EvoMSA.base.EvoMSA
¶
- class EvoMSA[source]¶
This is the main entry to create an EvoMSA model
Let us start with an example to show how to create an EvoMSA model. The first thing would be to read the dataset, EvoMSA has a dummy dataset to test its functionality, so lets used it.
Read the dataset
>>> from EvoMSA import base >>> from microtc.utils import tweet_iterator >>> import os >>> tweets = os.path.join(os.path.dirname(base.__file__), 'tests', 'tweets.json') >>> D = list(tweet_iterator(tweets)) >>> X = [x['text'] for x in D] >>> y = [x['klass'] for x in D]
Once the dataset is loaded, it is time to create an EvoMSA model
>>> from EvoMSA.base import EvoMSA >>> stacked_method = 'sklearn.naive_bayes.GaussianNB' >>> evo = EvoMSA(stacked_method=stacked_method).fit(X, y)

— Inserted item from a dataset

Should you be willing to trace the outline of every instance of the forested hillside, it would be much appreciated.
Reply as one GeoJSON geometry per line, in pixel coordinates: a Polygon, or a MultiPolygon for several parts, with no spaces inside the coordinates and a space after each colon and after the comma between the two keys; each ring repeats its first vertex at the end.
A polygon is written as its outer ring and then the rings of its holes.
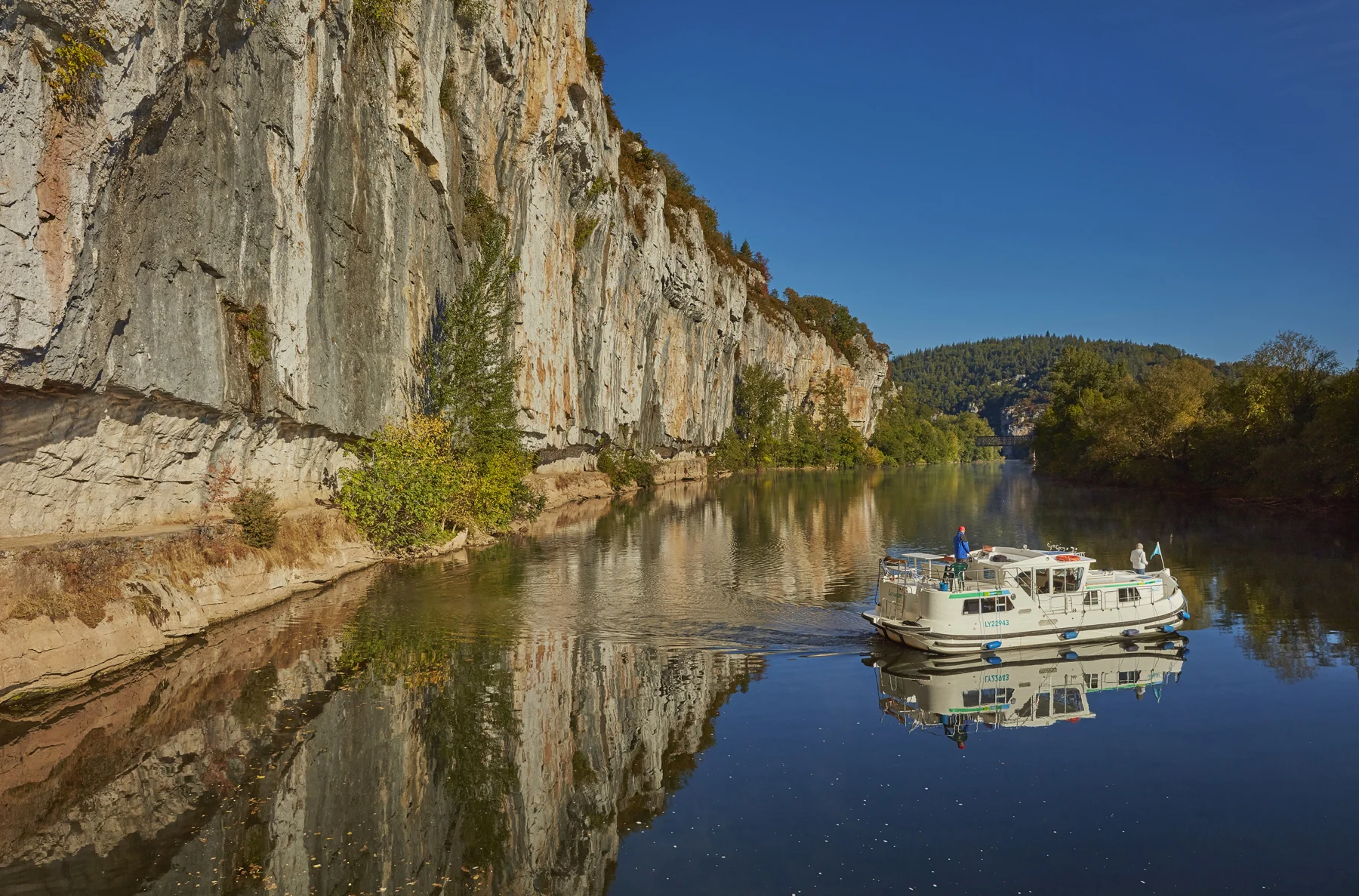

Predict a sentence in Spanish
>>> evo.predict(['EvoMSA esta funcionando']) array(['P'], dtype='<U4')
- Parameters:
b4msa_args (dict) – Arguments pass to TextModel updating the default arguments
stacked_method_args (dict) – Arguments pass to the stacked method
n_jobs (int) – Multiprocessing default 1 process, <= 0 to use all processors
n_splits (int) – Number of folds to train EvoDAG or evodag_class
seed (int) – Seed used default 0
classifier (bool) – EvoMSA as classifier default True
models (list) – Models used as list of pairs (see flags: TR, TH and Emo)
stacked_method (str or class) – Classifier or regressor used to ensemble the outputs of
models
defaultEvoDAG.model.EvoDAGE
TR (bool) – Use b4msa.textmodel.TextModel, sklearn.svm.LinearSVC on the training set
Emo (bool) – Use EvoMSA.model.EmoSpace[Ar|En|Es], sklearn.svm.LinearSVC
TH (bool) – Use EvoMSA.model.ThumbsUpDown[Ar|En|Es], sklearn.svm.LinearSVC
HA (bool) – Use HA datasets, sklearn.svm.LinearSVC
B4MSA – Pre-trained text model
tm_n_jobs (int) – Multiprocessing using on the Text Models, <= 0 to use all processors
cache (str) – Store the output of text models
- __init__(b4msa_args={}, stacked_method='EvoDAG.model.EvoDAGE', stacked_method_args={}, n_jobs=1, n_splits=5, seed=0, classifier=True, models=None, lang=None, TR=True, Emo=False, TH=False, HA=False, B4MSA=False, Aggress=False, tm_n_jobs=None, cache=None)[source]¶
- first_stage(X, y)[source]¶
Training EvoMSA’s first stage
- Parameters:
X (dict or list) – Independent variables
y (list) – Dependent variable.
- Returns:
List of vector spaces, i.e., second-stage’s training set
- Return type:
list
>>> import os >>> from EvoMSA import base >>> from microtc.utils import tweet_iterator >>> TWEETS = os.path.join(os.path.dirname(__file__), 'tests', 'tweets.json') >>> X = [x['text'] for x in tweet_iterator(TWEETS)] >>> y = [x['klass'] for x in tweet_iterator(TWEETS)] >>> evo = base.EvoMSA() >>> D = evo.first_stage(X, y) >>> D.shape (1000, 4)
- fit(X, y, test_set=None)[source]¶
Train the model using a training set or pairs: text, dependent variable (e.g., class) EvoMSA is a two-stage procedure; the first step is to transform the text into a vector space with dimensions related to the number of classes and then train a supervised learning algorithm.
- Parameters:
X (dict or list) – Independent variables
y (list) – Dependent variable.
- Returns:
EvoMSA instance, i.e., self
- property stacked_method¶
Method’s instance used to ensemble the output of the first stage.
- property classifier¶
Whether EvoMSA is acting as classifier
- property models¶
Models used as list of pairs
- Return type:
list
- property textModels¶
Text Models
- Return type:
list
- property cache¶
Basename to store the output of the textmodels